Hi there - new to the forum but not to woodworking. Thanks for allowing me to join.

I recently bought some property that had an old barn, built circa 1850. My wife and I wanted to save it, and we found an excellent crew of Amish carpenters that knew what to do. They jacked it up and poured a proper foundation, saved the timber frame, put in a new roof, rebuilt the lofts and stairs, and replaced all of the siding and battens with poplar from their mill. Much of the old siding was too far gone, but I was able to salvage about 600 board feet and some extra beams. Most of it seems to be cedar, but there is sone hardwood too (can't tell yet but guessing it is oak, cherry, or chestnut. The majority of the boards are about 10" wide and 12 to 16' long. I don't have a great picture of the stack but this one sort of helps show it. 









Anyways, now the barn is a great space for entertaining with my family, and of course, my workshop.
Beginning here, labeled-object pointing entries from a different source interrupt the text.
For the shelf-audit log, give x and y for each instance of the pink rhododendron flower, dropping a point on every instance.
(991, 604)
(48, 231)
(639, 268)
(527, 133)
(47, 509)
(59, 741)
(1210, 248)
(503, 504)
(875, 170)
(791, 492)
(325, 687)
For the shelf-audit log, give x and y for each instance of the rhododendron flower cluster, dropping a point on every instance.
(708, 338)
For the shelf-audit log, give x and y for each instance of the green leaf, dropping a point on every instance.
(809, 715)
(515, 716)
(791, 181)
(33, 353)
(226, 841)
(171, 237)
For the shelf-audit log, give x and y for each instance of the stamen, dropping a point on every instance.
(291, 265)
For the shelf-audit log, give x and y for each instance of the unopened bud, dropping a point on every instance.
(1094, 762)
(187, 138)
I have used some of the reclaimed siding for projects, but I still have a ton of it left. I would love to find a better way to store it than just stacking it three boards deep on the concrete floor (resting on treated 2×4s).

Has anyone stored 400 to 500 board feet on a wall rack? Not sure what kind of capacity you could do with wall mounting or if there are some other options I am not considering.

I also have TONS of 8/4 and 4/4 poplar cutoffs (most are 24 to 36") that I saved from the work on the new siding and lofts. If anyone has some cool project ideas for using the cutoffs, I am all ears as well.

Thanks!


----------



## joey502 (Mar 30, 2014)

I would store it vertically. You may have the ceiling height or may have to cut it but vertical storage is a good use of space. Vertical storage allows you to select boards with out digging through a pile.

I have the same BF in my garage, I bought it as a lot from a guy on CL. I made wooden brackets that secure to the wall at each stud. Between each of them I sorted the wood by type, color, condition etc. A small piece of chain connects to each of the brackets to keep anything from falling. This configuration is 12' along on wall x 9' tall (just below finished ceiling) x 15" deep. There is a lot of wood stored and no space wasted.


----------



## Dbhoosier (Jan 10, 2015)

Thanks, joey502, for your reply! Question - have you had any issues with the lumber bowing when stored vertically? I didn't really consider vertical storage as I thought bowing would be an issue. I certainly have the ceiling height in that part of the barn. Part of my goal is creating more floor space, so vertical storage isn't the complete solution, but it probably would free up more floor space than the current three-deep piles of horizontal storage on the floor right now.


----------



## joey502 (Mar 30, 2014)

I have not noticed and damage to the wood, not saying that it could not happen. A better part of my woodworking project are in the medium size range so any distortion of the wood is removed when I cut long boards shorter and joint them. My boards are not leaning against anything. The weight is on the floor, the chains are for safety, the wood does not rest on them.

I am sure there are others that store their wood vertically. Has anyone else had an issue with storing wood this way?


----------